In order to assess the specificity and sensitivity of FACS technique, we performed a dilution curve of eGFP+ splenocytes in WT splenocytes ranging from 100% to 0.0001%. FACS analysis always showed the expected amount of eGFP cells, even in very diluted specimens. (Supplementary Fig. 2a,b). The correlation curve between the expected percentage of eGFP cells and the detected percentage on the standard curve was perfectly linear (correlation factor R2=1). Furthermore, we checked the purity of the sorted eGFP+ cells from the dilution curve using quantitative PCR that showed 92–100% purity in all samples except for the most diluted one that had 81% purity. ApoB was used as a reference gene (Supplementary Fig. 2c).
We cut 5 μm sections of frozen tissue. These sections were incubated with cold acetone for permeabilization and then blocked by incubation with 2% BSA (Sigma-Aldrich). The primary antibodies used included rat anti-mouse CD31 (1:40; BD Biosciences), rabbit anti-mouse K14 (1:1,000; Covance), rabbit anti-mouse LYVE1 (1:200; Abcam), rat anti-mouse F4/80 (1:250; Abcam), rat anti-mouse GR-1 (1:250; eBiosciences) rabbit anti-mouse Ki67 (1:200; Abcam), goat anti-mouse Ccr2 (1:200; Santa Cruz Biotechnology), goat anti-mouse Ccl2 (1:200; Santa Cruz) and rabbit anti-mouse vWF (1:800; Abcam). For immunofluorescence, we used the following secondary antibodies: goat anti-rabbit IgG labelled with Cy3 or Alexa 488, donkey anti-rat IgG labelled with Alexa 488 or Cy3 and rabbit anti-goat Alexa 555 (1:1,000; Invitrogen). Slides were counterstained with 0.3 μg ml−1 4,6-diamidino-2-phenylindole (Sigma-Aldrich).
Microscopic scoring and measurements
We used a Nikon Eclipse 90i fluorescence microscope equipped with a Nikon DS-Fi1C digital camera (Nikon, Tokyo, Japan). For cell scoring, we took photographs of three different fields and counted the labelled cells by fluorescence densitometry, reporting the number of cells as a percentage of the total (assessed as the total number of nuclei). The mean percentage of labelled cells was calculated for each specimen. Measurements were made with the ImageJ software (NIH, Bethesda, MD).

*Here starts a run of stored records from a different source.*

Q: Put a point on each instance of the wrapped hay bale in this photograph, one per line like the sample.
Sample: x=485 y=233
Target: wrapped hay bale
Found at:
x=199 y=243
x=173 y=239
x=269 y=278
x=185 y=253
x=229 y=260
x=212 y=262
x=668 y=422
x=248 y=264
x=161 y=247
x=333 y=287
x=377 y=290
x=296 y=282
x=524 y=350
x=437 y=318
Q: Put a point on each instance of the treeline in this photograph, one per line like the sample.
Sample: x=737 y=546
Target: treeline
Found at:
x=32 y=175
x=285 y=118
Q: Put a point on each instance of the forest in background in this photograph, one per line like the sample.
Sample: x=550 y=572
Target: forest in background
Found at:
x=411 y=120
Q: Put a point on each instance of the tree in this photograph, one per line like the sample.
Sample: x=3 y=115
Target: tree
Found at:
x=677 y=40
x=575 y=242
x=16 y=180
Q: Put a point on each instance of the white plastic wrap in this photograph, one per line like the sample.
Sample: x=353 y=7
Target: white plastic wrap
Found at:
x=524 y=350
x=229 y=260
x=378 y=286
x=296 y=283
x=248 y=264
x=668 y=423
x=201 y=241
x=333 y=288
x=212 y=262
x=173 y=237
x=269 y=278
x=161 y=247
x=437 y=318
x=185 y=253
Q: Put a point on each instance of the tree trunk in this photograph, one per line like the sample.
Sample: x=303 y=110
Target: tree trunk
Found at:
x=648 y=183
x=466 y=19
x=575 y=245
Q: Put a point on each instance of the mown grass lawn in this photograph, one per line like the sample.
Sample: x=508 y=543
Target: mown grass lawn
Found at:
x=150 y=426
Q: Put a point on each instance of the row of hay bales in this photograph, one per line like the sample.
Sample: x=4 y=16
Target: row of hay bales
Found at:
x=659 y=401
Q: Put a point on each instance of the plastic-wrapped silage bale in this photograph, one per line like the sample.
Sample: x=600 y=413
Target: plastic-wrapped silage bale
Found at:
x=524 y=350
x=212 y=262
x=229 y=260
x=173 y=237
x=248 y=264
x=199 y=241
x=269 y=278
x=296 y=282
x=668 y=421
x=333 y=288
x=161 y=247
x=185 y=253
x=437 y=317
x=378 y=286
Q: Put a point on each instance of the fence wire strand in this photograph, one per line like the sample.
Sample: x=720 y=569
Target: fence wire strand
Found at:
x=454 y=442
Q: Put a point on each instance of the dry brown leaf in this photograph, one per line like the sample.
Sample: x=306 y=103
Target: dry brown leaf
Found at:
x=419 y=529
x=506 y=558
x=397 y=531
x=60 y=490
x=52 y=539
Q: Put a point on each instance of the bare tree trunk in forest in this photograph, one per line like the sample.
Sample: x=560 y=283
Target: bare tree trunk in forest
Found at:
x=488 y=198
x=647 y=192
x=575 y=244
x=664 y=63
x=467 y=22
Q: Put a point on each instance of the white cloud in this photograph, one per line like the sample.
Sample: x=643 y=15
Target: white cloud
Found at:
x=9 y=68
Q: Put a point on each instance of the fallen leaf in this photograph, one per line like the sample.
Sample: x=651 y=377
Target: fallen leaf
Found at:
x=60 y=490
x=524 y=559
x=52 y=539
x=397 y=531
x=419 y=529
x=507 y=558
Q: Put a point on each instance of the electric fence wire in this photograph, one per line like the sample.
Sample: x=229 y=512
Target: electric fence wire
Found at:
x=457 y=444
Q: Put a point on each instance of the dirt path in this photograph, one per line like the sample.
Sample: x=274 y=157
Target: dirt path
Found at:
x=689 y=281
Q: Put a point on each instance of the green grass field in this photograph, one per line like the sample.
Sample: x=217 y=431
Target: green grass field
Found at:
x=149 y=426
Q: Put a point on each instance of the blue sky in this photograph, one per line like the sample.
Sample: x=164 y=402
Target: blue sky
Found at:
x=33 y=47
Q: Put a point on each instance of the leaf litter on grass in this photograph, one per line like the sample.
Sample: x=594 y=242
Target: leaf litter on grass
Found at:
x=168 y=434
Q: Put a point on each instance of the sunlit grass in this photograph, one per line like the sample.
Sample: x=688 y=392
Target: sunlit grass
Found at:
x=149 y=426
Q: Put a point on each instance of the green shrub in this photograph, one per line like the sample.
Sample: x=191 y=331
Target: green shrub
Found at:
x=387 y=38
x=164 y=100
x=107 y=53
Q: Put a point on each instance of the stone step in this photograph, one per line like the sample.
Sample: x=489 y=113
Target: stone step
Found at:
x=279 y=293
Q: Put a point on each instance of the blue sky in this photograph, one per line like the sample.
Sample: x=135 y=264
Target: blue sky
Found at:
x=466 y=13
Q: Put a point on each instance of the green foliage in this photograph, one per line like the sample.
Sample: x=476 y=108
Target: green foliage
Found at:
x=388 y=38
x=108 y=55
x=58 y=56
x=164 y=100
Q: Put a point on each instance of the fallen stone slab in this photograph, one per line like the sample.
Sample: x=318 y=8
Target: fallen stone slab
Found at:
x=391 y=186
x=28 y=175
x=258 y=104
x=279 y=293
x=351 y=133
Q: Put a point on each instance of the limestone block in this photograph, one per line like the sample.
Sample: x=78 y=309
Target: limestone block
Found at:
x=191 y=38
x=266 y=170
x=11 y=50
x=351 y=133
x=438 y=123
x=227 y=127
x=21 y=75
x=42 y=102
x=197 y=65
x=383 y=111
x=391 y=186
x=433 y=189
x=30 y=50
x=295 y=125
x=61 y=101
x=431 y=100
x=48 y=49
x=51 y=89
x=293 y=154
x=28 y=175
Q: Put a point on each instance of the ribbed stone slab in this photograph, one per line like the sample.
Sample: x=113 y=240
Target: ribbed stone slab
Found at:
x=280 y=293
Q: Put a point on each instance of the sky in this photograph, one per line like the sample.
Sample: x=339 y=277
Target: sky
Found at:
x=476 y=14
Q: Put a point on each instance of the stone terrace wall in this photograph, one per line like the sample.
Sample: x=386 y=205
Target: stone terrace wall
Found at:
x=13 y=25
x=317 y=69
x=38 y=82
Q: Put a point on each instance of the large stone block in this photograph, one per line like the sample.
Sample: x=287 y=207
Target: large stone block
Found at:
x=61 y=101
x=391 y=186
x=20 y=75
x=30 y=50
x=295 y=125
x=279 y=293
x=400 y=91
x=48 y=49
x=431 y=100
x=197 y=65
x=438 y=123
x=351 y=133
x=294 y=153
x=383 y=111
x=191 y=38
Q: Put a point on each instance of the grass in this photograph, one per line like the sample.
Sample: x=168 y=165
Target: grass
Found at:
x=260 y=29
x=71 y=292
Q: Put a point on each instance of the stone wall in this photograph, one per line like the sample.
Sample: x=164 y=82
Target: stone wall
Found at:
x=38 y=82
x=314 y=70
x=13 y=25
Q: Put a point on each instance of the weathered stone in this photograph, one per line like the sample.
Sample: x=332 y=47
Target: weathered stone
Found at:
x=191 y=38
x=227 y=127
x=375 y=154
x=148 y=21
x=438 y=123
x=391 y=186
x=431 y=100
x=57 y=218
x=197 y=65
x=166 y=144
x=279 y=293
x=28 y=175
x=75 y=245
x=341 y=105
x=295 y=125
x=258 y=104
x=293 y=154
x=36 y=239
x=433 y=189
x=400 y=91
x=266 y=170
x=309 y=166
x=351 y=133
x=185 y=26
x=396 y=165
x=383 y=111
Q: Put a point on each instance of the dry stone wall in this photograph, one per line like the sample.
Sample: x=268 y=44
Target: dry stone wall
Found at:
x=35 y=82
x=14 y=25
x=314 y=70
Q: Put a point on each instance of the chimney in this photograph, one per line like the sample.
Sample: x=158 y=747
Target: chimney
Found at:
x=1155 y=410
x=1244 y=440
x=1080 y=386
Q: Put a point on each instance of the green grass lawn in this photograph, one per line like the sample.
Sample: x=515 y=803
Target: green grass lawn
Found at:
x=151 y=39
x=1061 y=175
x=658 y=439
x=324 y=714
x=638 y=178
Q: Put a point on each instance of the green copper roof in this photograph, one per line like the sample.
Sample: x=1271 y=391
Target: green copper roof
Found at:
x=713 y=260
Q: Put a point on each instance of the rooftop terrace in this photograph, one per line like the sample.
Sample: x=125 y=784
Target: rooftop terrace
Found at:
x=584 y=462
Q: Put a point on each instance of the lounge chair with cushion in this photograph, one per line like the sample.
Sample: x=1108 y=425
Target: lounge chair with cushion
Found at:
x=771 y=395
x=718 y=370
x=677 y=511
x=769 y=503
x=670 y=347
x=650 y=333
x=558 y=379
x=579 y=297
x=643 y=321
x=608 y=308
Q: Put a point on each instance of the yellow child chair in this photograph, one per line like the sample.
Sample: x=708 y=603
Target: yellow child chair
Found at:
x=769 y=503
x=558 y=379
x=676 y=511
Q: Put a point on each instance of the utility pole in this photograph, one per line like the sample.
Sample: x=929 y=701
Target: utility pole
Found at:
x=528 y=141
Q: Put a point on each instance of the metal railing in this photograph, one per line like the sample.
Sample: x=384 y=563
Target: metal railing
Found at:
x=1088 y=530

RNA extraction quantitative PCR and RNA sequencing
Total RNA was extracted from cells or tissues with Trizol reagent, in accordance with the manufacturer’s (Invitrogen) instructions. For low amount of cells, RNA was extracted with the NucleoSpin RNA XS Kit, in accordance with the manufacturer’s (Macherey–Nagel) instructions. It was then reverse-transcribed with the iScript cDNA Synthesis Kit (Bio-Rad). The resulting cDNA was used for PCR with the SYBR-Green Master PCR Mix (Roche). PCR and data collection were performed on a LightCycler 480 (Roche). The levels of gene expression in the samples were normalized against that of the housekeeping gene (β-actin). All the primers were from Qiagen (QuantiTect).
RNA sequencing was performed on sorted fetal cells from the peripheral blood obtained from wounded and unwounded pregnant mice. Parameters used were 2 reads × 25 million fragments, paired-end 2 × 100 nt. Each sample was a pool of six mice, leading to >500 fetal cells per sample.
RNA sequencing analyses were performed at ICM, Hopital La Pitié Salpétrière, with an Illumina Hi-Seq device.
Mice were anaesthetized by the inhalation of 4.9% isoflurane delivered at a flow rate of 300 ml min−1 in ambient air. The backs of the animals were shaved, and punch biopsy devices were used to create four 6 mm surgical wounds or a single 8 mm surgical wound. All tissues above the panniculus carnosus were excised. Wounds were left uncovered until harvesting. Standardized images of the wounds were obtained at various time points, with a Sony Cybershot 10.1-megapixel DSC-W180 digital camera (Sony, Tokyo, Japan). Wound tissues were harvested and either snap-frozen in liquid nitrogen or stored at −80 °C.
Four days after delivery, mice were treated by the topical application of 200 μl clobetasol (Dermoval) per day onto shaved dorsal skin over a period of 10 or 12 days depending on age.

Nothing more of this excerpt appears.